八月

 終戦の日、田舎住まいの蝉がしきりに鳴くとても暑い夏だった。当時気象情報は公表されなかったが、記録では最高気温三三度。連続十九日目の真夏日と言う。
 松本では空爆が殆んど無く、敵機が飛来しても、ただぼんやり高く仰いで見るに過ぎなく、無防備にも傍観するだけだった。
 たった一回、何やら降下したという話だったが、不発弾らしくもなく不思議がった。
 夫が陸軍司政官としてウクランプールに赴任したため、それに学童疎開の次男、海兵の長男がいない家族の私の姉は、二人の子供と一緒に私の家に身を寄せていた。とても賑やかになった私の家庭だったが終戦の一ヶ月前、七月十五日限り強制疎開で去ることになった。父は遠い親戚を頼り、蚕室を借りることが出来たが、さて姉家族と同居とは行かず、急遽、中学生時代の旧友の納屋に落ち着かせた。さてお互い不自由で、それはどこの家も同じだったが、細々と暮らして健康のみを願った。

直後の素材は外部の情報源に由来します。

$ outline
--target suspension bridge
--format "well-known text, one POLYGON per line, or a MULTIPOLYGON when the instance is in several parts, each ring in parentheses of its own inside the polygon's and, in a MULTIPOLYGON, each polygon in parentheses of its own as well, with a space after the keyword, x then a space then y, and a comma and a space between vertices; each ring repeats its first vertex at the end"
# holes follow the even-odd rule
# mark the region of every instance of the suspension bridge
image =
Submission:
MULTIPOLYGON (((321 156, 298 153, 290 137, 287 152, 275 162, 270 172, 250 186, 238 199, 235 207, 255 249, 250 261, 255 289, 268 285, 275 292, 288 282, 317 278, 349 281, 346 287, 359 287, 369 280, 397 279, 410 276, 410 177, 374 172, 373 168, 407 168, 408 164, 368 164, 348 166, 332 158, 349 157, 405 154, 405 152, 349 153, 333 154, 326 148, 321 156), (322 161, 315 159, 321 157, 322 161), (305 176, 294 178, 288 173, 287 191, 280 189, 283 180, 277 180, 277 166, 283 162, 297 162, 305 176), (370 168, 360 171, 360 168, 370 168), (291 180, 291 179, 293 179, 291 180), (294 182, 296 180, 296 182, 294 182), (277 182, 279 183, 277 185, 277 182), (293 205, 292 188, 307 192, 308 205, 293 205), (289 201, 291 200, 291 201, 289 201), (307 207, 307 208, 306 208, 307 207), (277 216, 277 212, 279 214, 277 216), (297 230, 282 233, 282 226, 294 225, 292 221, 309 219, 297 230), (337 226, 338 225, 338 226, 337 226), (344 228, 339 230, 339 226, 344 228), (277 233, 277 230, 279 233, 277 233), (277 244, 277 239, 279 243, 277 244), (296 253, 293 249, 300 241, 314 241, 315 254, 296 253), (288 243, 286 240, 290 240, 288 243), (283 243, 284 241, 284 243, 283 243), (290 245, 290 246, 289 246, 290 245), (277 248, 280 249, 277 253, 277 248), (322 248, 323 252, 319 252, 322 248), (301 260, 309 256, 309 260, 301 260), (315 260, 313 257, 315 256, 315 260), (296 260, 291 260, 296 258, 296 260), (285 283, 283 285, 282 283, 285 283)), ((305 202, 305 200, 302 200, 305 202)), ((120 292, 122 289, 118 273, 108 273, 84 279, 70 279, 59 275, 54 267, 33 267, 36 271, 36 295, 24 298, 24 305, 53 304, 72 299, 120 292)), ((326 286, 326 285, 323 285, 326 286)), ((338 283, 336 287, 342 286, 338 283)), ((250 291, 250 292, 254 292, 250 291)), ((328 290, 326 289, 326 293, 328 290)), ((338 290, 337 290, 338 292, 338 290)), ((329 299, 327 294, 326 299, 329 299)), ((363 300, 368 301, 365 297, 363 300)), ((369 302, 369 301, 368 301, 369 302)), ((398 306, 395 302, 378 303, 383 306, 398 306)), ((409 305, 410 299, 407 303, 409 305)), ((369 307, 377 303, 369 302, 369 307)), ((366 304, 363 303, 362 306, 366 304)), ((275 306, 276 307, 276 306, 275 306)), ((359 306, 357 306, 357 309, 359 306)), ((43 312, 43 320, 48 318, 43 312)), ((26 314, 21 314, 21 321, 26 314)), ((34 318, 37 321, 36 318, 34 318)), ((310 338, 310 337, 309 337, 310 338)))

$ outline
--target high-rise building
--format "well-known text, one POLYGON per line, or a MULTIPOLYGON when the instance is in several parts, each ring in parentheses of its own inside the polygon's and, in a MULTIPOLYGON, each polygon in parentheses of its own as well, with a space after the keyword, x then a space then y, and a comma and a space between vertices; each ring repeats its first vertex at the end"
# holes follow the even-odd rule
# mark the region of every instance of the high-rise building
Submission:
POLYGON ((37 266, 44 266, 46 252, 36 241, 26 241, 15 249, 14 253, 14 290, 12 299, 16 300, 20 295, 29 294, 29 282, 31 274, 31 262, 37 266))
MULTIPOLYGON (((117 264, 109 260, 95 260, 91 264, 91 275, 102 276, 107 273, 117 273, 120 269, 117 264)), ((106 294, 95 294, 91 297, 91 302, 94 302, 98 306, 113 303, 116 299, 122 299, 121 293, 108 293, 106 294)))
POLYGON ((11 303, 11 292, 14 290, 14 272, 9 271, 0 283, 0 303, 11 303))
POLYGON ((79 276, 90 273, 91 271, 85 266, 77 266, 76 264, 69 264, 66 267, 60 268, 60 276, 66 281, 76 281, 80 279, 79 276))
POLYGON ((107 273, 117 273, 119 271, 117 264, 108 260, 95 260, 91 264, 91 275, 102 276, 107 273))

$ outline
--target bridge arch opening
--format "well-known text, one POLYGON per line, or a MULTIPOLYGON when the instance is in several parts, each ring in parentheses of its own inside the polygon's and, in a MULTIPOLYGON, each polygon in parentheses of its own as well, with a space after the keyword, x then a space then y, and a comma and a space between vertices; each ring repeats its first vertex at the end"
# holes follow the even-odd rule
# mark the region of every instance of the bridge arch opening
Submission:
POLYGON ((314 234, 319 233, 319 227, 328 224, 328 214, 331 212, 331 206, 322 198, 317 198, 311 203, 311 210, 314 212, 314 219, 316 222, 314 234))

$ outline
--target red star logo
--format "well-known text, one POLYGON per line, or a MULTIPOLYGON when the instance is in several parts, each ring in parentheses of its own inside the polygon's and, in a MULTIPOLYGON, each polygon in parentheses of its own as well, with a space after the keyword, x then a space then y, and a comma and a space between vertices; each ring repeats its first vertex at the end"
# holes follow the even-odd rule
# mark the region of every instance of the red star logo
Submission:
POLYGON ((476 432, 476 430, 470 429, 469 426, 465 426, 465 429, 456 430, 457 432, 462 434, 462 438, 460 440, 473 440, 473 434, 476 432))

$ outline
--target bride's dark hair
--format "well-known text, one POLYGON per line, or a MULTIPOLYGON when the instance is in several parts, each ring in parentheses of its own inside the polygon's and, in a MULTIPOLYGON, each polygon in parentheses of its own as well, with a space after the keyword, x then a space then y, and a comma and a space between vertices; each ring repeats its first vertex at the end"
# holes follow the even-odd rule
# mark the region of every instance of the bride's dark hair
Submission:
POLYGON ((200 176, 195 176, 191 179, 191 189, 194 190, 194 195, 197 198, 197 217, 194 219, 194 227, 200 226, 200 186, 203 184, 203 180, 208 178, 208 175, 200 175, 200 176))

 先頃、高井地方史研究会(長野県中野市中央公民館内)の戦後五十周年記念号を読んで見て、私の家族のような強制疎開に遭った記事はなかったが、大凡が戦地に征った貴い体験を披露したものが多かった。
 中には学童疎開にふれたものがあり、遠くからやって来て苦労した少年時代の健気さに触れた生活を記している。
 「馬より軽い命」と題するものでは、軍隊に入って厩当番上等兵に怒鳴られるところがある。馬がトチントチンと落とし始めるとチリ取りと糞かき棒を持って駆け付ける。馬が糞を踏みつけようものなら「貴様、お馬さまにお糞をお踏ませして」と時にビンタも飛んでくる。
 「貴様は一銭五厘でいくらでも間に合うが、お馬さまは何一〇円もするんだぞ。大切なお馬さまだぞ」
 兵隊は葉書の一枚でいくらでも召集出来るが、馬はそうはいかないぞと怒鳴られたという。
 私の疎開した土地にも農作用で馬がいて、よく子供たちを連れて厩に遊びに行ったが、お馬さまの顔は見せずヒヒンと喜んだっけ。